Reaction in which, the yield of product(s) increases with an increase in pressure is:

• A. $H_2\left(g\right)+I_2\left(g\right)\rightleftharpoons 2HI\left(g\right)$
• B. $H_{2}O\left(g\right)+CO\left(g\right)\rightleftharpoons C{O}_2\left(g\right)+H_2\left(g\right)$
• C. $H_{2}O\left(g\right)+C\left(s\right)\rightleftharpoons CO\left(g\right)+H_2\left(g\right)$
• D. $CO\left(g\right)+3H_2\left(g\right)\rightleftharpoons C{H}_4\left(g\right)+H_{2}O\left(g\right)$

Answer 1

The correct option is D $CO\left(g\right)+3H_2\left(g\right)\rightleftharpoons C{H}_4\left(g\right)+H_{2}O\left(g\right)$

According to Le-Chatelier's principle :
At equilibrium , if the pressure increases then equilibrium will shift towards a side having lesser number of moles (gaseous) so that the effect of change can be minimized.

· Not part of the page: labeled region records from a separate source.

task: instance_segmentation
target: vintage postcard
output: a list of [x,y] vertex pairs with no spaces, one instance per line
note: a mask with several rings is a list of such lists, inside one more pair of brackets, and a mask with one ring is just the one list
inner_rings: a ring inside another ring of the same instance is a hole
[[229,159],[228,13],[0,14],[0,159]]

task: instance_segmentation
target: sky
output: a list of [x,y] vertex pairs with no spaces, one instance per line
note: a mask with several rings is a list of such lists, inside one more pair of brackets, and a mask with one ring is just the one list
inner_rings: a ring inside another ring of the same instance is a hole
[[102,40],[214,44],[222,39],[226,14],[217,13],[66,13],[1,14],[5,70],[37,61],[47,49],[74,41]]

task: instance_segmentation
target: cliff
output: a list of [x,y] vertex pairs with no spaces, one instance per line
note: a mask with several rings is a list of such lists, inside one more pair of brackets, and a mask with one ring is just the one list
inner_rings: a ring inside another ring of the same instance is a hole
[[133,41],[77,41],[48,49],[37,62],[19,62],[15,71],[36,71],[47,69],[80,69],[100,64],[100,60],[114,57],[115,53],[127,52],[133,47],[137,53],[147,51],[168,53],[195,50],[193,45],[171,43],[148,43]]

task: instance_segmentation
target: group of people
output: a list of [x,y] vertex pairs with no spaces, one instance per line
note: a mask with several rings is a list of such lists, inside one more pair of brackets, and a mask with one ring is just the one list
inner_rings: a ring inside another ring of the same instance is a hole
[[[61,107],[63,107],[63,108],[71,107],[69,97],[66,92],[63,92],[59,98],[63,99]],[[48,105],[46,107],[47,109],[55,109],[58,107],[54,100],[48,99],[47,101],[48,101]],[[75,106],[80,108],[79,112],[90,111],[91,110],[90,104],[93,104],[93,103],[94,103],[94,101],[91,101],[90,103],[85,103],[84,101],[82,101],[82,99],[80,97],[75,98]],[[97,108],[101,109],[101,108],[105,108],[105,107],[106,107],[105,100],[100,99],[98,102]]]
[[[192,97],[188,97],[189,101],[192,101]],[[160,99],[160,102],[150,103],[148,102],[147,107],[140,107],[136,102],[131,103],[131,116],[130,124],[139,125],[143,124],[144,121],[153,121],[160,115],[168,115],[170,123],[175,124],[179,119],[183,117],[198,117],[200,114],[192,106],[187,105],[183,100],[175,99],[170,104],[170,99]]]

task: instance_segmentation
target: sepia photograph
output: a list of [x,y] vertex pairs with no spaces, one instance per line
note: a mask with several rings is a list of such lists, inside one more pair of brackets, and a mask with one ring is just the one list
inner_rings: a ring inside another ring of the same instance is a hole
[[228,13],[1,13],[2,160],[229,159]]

• In option (a) and option (b) as the difference in number of gaseous moles in products and reactants side is zero i.e. $\Delta n_g=0$. So, no effect of pressure is there on equilibrium.
• In option (c) , the gaseous moles on the reactant side is 1 and on the product side are 2. So, $\Delta n_g=(2-1)=1$ . From reactants to products, the number of gaseous moles are increasing. Therefore, equilibrium shifts in backward direction.
• In the equilibrium reaction (d), $\Delta n_g=(2-4)=-2$ . From reactant to products, the number of gaseous moles decreases. Therefore, on increasing pressure, the equilibrium will shift in forward direction and the yield of products will increase.